For me, this was a good year. I am still obnoxiously happy with my job. I got to travel all over the place this year (which actually gets pretty tiring after a while). I went to Madrid, Chicago, Houston and LA. I am pretty sure I went more places, but I can’t remember them. I’ve continued my faithful once-a-week updating of this blog (although the readership has declined prodigiously, which makes me sad). A new thing for me this year was running. I started running in April, and have gone on 44 runs since then totaling 113 miles. I generally run about a 5k on my runs. I’m slow, but it’s one small fight against entropy.

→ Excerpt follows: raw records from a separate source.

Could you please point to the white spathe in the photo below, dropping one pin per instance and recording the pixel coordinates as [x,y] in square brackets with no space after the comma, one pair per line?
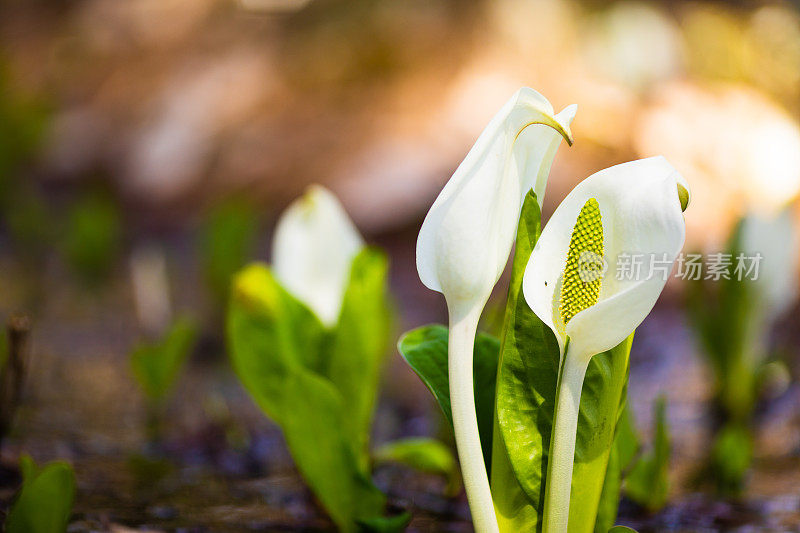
[466,238]
[313,250]
[642,218]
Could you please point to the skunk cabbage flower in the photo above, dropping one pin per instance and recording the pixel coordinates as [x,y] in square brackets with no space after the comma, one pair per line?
[582,280]
[314,246]
[466,237]
[776,239]
[464,244]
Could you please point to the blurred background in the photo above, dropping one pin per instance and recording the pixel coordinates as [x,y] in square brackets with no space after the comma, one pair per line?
[148,146]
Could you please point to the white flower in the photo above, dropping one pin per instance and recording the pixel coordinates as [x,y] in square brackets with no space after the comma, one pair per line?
[464,244]
[640,216]
[633,210]
[467,235]
[312,252]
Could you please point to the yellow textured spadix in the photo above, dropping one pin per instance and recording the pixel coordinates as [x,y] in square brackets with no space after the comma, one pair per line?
[583,272]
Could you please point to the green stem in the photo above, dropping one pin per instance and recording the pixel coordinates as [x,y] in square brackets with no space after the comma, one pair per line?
[463,326]
[562,445]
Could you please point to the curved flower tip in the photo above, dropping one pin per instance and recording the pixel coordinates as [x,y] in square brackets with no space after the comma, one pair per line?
[312,252]
[466,237]
[606,253]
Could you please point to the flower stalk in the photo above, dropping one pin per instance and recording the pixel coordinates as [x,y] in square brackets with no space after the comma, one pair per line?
[463,327]
[562,445]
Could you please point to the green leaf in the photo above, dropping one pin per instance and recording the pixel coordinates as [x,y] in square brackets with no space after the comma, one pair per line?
[425,351]
[93,236]
[360,345]
[275,345]
[44,504]
[526,389]
[424,454]
[731,455]
[602,402]
[648,482]
[157,366]
[227,240]
[609,497]
[526,386]
[626,441]
[721,313]
[623,452]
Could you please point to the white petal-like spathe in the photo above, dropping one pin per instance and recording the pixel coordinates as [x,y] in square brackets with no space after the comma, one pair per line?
[312,252]
[467,235]
[642,218]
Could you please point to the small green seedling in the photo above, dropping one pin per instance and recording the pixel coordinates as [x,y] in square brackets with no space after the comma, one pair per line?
[44,504]
[157,366]
[732,318]
[93,236]
[227,242]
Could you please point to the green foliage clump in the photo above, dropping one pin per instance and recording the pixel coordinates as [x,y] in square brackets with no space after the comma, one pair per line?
[227,241]
[319,384]
[44,504]
[647,484]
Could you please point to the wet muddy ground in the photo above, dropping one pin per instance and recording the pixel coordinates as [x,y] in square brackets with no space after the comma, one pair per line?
[221,466]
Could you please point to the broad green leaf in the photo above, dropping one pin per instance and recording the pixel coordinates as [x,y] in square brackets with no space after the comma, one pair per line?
[274,343]
[648,482]
[526,387]
[360,345]
[44,504]
[602,399]
[424,454]
[157,366]
[425,351]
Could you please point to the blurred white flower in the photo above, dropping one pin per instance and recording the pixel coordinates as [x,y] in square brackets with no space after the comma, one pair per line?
[313,249]
[775,288]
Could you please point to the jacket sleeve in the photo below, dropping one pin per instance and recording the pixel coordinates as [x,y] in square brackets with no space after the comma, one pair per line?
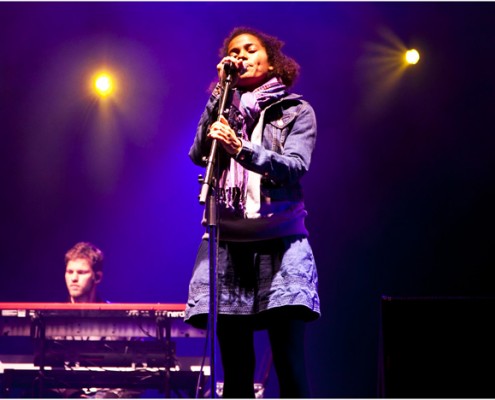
[289,165]
[201,146]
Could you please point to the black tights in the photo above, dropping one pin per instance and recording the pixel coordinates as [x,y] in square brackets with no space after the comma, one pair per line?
[236,340]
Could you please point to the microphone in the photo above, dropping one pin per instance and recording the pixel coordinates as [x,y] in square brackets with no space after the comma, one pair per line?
[231,69]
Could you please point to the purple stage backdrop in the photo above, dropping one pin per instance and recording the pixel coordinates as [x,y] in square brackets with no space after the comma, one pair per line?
[400,193]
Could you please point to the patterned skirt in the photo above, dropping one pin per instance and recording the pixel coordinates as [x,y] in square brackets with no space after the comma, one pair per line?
[256,279]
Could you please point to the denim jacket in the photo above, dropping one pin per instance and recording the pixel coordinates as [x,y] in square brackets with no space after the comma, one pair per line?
[284,156]
[288,141]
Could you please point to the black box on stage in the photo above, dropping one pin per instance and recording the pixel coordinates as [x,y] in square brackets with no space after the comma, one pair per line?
[437,348]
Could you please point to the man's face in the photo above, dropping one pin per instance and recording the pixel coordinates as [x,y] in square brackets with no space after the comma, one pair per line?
[81,281]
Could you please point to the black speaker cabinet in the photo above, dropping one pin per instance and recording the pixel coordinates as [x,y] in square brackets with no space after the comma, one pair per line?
[437,348]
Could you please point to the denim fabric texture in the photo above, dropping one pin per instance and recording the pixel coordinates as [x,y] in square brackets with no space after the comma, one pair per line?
[256,277]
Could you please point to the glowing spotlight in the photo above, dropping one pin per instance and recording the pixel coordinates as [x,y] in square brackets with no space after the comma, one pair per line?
[412,56]
[103,85]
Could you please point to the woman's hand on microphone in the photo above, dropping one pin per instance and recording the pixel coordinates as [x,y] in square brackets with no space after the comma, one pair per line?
[237,64]
[221,131]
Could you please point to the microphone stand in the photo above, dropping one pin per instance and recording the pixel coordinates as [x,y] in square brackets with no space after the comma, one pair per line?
[208,196]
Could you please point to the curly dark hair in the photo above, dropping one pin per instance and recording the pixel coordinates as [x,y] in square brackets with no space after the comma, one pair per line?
[284,67]
[86,251]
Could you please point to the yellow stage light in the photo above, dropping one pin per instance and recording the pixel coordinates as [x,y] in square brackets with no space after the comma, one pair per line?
[103,85]
[412,56]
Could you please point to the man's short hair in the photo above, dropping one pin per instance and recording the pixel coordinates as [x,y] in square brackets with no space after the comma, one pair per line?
[86,251]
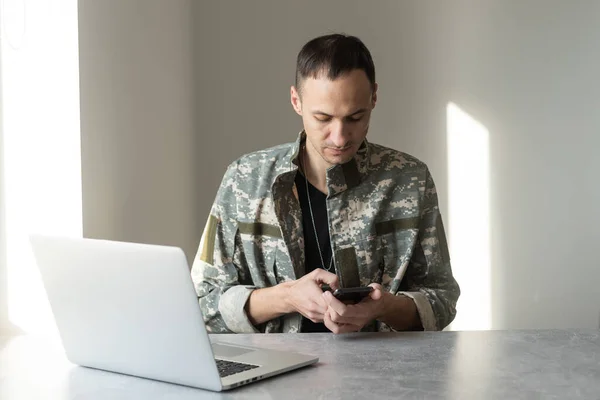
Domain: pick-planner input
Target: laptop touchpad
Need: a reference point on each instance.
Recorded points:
(223, 350)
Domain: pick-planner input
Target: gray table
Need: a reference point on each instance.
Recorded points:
(450, 365)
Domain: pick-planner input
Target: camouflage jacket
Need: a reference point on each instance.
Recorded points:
(383, 218)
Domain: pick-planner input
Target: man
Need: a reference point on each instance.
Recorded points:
(330, 209)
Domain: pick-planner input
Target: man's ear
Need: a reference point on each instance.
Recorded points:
(374, 97)
(295, 100)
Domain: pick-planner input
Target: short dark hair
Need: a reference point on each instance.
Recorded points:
(333, 55)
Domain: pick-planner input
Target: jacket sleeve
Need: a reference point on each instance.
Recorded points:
(429, 275)
(223, 285)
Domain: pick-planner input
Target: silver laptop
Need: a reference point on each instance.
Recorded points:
(132, 309)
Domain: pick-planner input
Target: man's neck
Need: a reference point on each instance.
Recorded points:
(315, 168)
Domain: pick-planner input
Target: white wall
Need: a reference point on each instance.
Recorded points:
(527, 71)
(139, 144)
(154, 154)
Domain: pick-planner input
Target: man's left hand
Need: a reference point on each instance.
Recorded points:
(343, 318)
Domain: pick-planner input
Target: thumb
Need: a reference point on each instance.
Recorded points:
(322, 276)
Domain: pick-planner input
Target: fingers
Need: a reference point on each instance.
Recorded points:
(377, 292)
(321, 276)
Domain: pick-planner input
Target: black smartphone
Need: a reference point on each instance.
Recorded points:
(352, 295)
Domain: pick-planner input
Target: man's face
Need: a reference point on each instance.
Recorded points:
(335, 114)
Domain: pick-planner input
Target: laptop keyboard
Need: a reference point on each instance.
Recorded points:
(227, 368)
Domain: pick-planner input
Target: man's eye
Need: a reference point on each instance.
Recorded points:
(355, 119)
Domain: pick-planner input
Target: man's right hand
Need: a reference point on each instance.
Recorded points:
(305, 295)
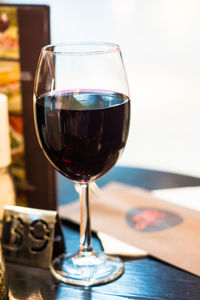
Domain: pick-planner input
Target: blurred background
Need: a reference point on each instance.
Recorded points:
(160, 43)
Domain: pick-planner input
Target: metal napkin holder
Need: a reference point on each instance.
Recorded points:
(31, 236)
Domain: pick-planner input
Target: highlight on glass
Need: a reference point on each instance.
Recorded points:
(82, 114)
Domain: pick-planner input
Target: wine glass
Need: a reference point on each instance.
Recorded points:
(82, 114)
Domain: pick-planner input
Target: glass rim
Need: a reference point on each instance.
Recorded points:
(81, 48)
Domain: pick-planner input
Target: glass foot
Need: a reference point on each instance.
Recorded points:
(86, 269)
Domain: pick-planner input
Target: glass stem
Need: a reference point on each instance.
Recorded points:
(85, 226)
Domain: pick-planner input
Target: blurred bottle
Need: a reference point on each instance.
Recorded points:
(7, 190)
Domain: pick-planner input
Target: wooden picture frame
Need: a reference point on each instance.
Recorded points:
(37, 187)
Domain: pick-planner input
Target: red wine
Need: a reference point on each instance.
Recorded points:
(82, 132)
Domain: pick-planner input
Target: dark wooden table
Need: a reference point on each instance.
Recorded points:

We have continued many of the rich and wonderful things we usually do. We went camping 3 times this year. We hosted Piemas and Mocksgiving, and added in Flynns Fiery Feast as the third event of the year. We played tons of board games at 9 pm when the kids were finally in bed. We went on hikes. We watched movies. We took trips and had adventures. We visited Quebec City in April, spent Thanksgiving hitting museums in DC, and took the boys to their first gaming convention. We played Pokemon Go. We spent time with our neighbors, fund-raised for a service dog, and stuffed Easter Eggs together around the fireplace. We learned we loved roller coasters and that the kids have absolutely 0 fear of heights.
It was a joyful year. I can only hope that 2017 is also a joyful year – not just for my family, but for yours. May our worst fears evaporate and our greatest hopes come to pass. May the next year find us more peaceful, more joyful and with a bounty of love and sufficiency spread across all humanity!